The code below calculates the betas for each stock in each industry. The market that we chose to measure the stocks to is the S&P 500, simply because this index is one of the most comprehensive stock indexes available. Even though some of the stocks are Canadian, they tend to be related to the US market so it is still reasonable to compare them to the S&P 500.

In [10]:
# get market data (we are using s&p 500)
market_data = yf.Ticker('^GSPC').history(start=startdate, end=enddate)[['Close']]
market_data.index = market_data.index.strftime('%Y-%m-%d')

# consider beta for each industry (relative to s&p 500)
for sector in stocks_in_industry_list:
    stock_lst = stocks_in_industry_list[sector]
    beta_avg = 0
    for stock in stock_lst:
        ourbeta = calculate_beta(market_data,stock)
        beta_avg += ourbeta
    beta_avg /= len(stock_lst)
    industry_scores[sector] += beta_avg*0.3

In the code, we calculate the average standard deviations of daily returns for the stocks in each industry. A stock with a higher standard deviation tends to have larger daily fluctuations, thus making it more risky. These are the stocks that we want our portfolio to be comprised of.

In [11]:
for sector in stocks_in_industry_list:
    stock_lst = stocks_in_industry_list[sector]
    std_avg = 0
    for stock in stock_lst:
        close_pct = stock['close'].pct_change()
        close_pct.drop(index=close_pct.index[0], inplace=True)
        std_avg += close_pct['Close'].std()
    std_avg /= len(stock_lst)
    industry_scores[sector] += std_avg*20

The following code will compare the average 52 week high and low of each industry against each other. Our reasoning behind this statistic was to look at the previous volatility of the stock. If the resulting number was high, it would indicate a large potiential for movement and would signal a risky investment. If the resulting number was low, it would indicate a low potiential for movement and would signal a relatively stable stock that we do not want for our final portfolio.

In [12]:
for sector in stocks_in_industry_list:
    stock_lst = stocks_in_industry_list[sector]
    hilo_avg = 0
    for stock in stock_lst:
        hilo_avg += stock['info']['fiftyTwoWeekHigh']/stock['info']['fiftyTwoWeekLow']
    hilo_avg /= len(stock_lst)
    industry_scores[sector] += hilo_avg*0.1

In [13]:
# Adjust industry score by the number of stocks within
for sector in stocks_in_industry_list:
    stock_lst = stocks_in_industry_list[sector]
    industry_scores[sector] *= 1-2**(-len(stock_lst))

In [14]:
# convert industry_scores to a list so we can sort it
industry_scores_temp = []
for sector in industry_scores:
    industry_scores_temp.append((sector,industry_scores[sector]))
industry_scores = industry_scores_temp

# comparison function that sorts tuples by their second value in descending order
from functools import cmp_to_key
def sort_by_second_desc(a, b):
    if a[1] < b[1]:
        return 1
    elif a[1] > b[1]:
        return -1
    else:
        return 0
    
#sort industries by aggregate score in descending order
industry_scores.sort(key=cmp_to_key(sort_by_second_desc))

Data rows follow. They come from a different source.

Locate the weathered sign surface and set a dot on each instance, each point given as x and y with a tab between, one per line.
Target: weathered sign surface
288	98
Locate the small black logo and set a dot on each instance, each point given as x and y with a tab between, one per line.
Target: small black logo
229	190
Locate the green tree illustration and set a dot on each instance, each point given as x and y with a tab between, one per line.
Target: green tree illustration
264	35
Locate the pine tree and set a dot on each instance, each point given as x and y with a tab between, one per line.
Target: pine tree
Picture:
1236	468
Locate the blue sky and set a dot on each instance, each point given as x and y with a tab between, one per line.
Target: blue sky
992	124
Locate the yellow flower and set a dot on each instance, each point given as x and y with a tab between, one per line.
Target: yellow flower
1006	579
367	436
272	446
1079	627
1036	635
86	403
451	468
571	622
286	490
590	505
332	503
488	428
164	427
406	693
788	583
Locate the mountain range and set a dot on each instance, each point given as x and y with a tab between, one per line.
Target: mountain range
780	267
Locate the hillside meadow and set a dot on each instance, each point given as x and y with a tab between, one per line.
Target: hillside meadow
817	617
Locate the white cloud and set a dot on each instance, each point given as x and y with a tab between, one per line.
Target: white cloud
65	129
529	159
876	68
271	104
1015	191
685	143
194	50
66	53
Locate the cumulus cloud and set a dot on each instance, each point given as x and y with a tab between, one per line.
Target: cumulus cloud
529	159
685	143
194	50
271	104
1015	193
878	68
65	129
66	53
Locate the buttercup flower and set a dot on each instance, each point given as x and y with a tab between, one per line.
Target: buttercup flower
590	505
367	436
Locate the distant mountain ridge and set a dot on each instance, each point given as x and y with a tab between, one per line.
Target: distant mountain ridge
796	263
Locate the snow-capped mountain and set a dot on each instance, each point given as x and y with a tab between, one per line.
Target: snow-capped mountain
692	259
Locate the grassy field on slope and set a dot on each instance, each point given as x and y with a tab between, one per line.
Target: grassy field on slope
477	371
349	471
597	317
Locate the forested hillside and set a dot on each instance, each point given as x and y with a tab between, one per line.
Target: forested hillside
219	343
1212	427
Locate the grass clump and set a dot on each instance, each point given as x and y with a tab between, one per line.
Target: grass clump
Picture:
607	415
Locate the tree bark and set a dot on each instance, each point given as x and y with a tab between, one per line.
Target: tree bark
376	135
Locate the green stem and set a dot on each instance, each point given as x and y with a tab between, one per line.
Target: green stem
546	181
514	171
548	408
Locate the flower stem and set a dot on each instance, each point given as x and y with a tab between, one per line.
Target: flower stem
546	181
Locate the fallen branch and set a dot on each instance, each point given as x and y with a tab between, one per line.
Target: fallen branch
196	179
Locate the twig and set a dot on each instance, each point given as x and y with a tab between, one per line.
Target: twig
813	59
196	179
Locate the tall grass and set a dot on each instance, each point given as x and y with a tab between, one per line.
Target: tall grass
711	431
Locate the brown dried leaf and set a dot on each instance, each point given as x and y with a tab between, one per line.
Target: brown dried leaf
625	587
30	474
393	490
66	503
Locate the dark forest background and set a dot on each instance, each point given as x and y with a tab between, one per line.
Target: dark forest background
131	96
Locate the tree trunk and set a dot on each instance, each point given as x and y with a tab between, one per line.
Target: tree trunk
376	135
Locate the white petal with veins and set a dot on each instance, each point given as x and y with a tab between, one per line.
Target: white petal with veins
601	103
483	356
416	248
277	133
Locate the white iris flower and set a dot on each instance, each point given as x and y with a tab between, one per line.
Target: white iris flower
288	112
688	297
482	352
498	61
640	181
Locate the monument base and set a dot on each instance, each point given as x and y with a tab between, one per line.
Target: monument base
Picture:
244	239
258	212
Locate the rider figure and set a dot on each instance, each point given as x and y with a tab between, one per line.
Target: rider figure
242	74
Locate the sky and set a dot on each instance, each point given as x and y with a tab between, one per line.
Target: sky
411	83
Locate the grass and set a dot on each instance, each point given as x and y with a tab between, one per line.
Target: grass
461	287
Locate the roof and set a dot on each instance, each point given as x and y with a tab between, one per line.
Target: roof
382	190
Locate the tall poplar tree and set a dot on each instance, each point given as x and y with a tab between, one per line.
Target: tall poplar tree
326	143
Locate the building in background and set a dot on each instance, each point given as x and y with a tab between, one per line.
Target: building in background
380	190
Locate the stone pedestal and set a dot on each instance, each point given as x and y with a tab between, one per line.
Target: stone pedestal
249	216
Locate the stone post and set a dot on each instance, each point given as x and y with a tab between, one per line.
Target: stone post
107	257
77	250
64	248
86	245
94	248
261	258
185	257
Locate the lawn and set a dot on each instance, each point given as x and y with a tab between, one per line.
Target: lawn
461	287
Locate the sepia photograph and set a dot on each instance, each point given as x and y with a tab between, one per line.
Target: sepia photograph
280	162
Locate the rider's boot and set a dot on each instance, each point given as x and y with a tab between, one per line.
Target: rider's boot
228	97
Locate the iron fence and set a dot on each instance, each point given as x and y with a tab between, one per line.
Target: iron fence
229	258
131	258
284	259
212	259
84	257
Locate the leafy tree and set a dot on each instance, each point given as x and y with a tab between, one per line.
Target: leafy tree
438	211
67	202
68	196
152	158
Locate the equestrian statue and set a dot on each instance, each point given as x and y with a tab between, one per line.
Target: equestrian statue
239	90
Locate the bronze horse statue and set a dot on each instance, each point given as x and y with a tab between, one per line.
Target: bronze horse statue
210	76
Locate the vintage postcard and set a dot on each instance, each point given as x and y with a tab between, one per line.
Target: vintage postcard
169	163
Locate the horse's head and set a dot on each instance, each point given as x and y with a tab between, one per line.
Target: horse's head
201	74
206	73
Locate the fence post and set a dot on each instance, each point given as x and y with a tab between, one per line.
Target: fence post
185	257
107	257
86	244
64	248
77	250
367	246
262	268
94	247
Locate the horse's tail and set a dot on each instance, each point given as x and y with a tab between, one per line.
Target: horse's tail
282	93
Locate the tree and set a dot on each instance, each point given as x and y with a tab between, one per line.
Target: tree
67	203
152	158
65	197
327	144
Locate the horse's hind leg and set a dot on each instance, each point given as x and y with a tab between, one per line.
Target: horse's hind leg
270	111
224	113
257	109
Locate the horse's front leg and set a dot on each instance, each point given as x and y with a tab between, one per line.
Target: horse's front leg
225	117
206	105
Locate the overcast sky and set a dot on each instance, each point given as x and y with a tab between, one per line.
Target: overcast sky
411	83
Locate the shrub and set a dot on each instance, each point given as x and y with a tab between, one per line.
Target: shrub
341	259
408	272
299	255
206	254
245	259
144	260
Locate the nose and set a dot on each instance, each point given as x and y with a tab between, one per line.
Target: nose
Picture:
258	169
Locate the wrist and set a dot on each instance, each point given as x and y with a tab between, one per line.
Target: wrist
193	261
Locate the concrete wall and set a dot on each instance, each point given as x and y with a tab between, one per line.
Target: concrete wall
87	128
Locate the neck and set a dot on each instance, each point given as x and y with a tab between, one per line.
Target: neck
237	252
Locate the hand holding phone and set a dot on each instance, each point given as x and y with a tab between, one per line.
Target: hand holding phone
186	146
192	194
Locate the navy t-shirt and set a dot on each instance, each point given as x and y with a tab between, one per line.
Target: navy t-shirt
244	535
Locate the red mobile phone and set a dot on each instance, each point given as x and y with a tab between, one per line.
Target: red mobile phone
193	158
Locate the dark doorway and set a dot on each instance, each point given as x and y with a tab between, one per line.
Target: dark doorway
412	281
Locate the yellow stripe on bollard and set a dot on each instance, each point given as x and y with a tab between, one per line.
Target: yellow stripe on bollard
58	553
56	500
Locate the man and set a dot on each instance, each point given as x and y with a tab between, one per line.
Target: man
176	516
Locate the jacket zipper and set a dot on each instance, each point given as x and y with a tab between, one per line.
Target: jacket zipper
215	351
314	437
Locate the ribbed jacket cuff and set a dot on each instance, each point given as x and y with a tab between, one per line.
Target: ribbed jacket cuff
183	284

Now that we calculated the aggregate scores, we can rank the industries by how risky we determine them to be. We only want the riskiest ones so we consider those ones first until we reach the minimum requirement for number of stocks.

In [15]:
N_stocks = 10
principal = 750000
fee_per_stock = 4.95 # flat fee for each stock

#stock_weightings[i] is the weight of the ith stock considered
stock_weightings = [0.2,0.2,0.2,0.1,0.05,0.05,0.05,0.05,0.05,0.05]
# a list of tuples, each tuple stores a ticker string and its corresponding portfolio weighting
stock_percentages = []
for industry in industry_scores:
    
    if len(stock_percentages) >= N_stocks:
        break

    industry_name = industry[0]
    stock_lst = stocks_in_industry_list[industry_name]
    
    # as a tie breaker, we first consider the stocks within the current industry with the highest std
    # we want the industry to be represented by the riskiest stocks
    stock_stds = []
    for stock in stock_lst:
        stock_returns = stock['close'].pct_change()
        stock_returns.drop(index=stock_returns.index[0], inplace=True)
        stock_stds.append((stock['ticker'],stock_returns['Close'].std()))
    stock_stds.sort(key=cmp_to_key(sort_by_second_desc))
    
    for stock in stock_stds:
        # once we reach the minimum stock number requirement, we stop
        if len(stock_percentages) >= N_stocks:
            break
        stock_percentages.append((stock[0],stock_weightings[len(stock_percentages)]))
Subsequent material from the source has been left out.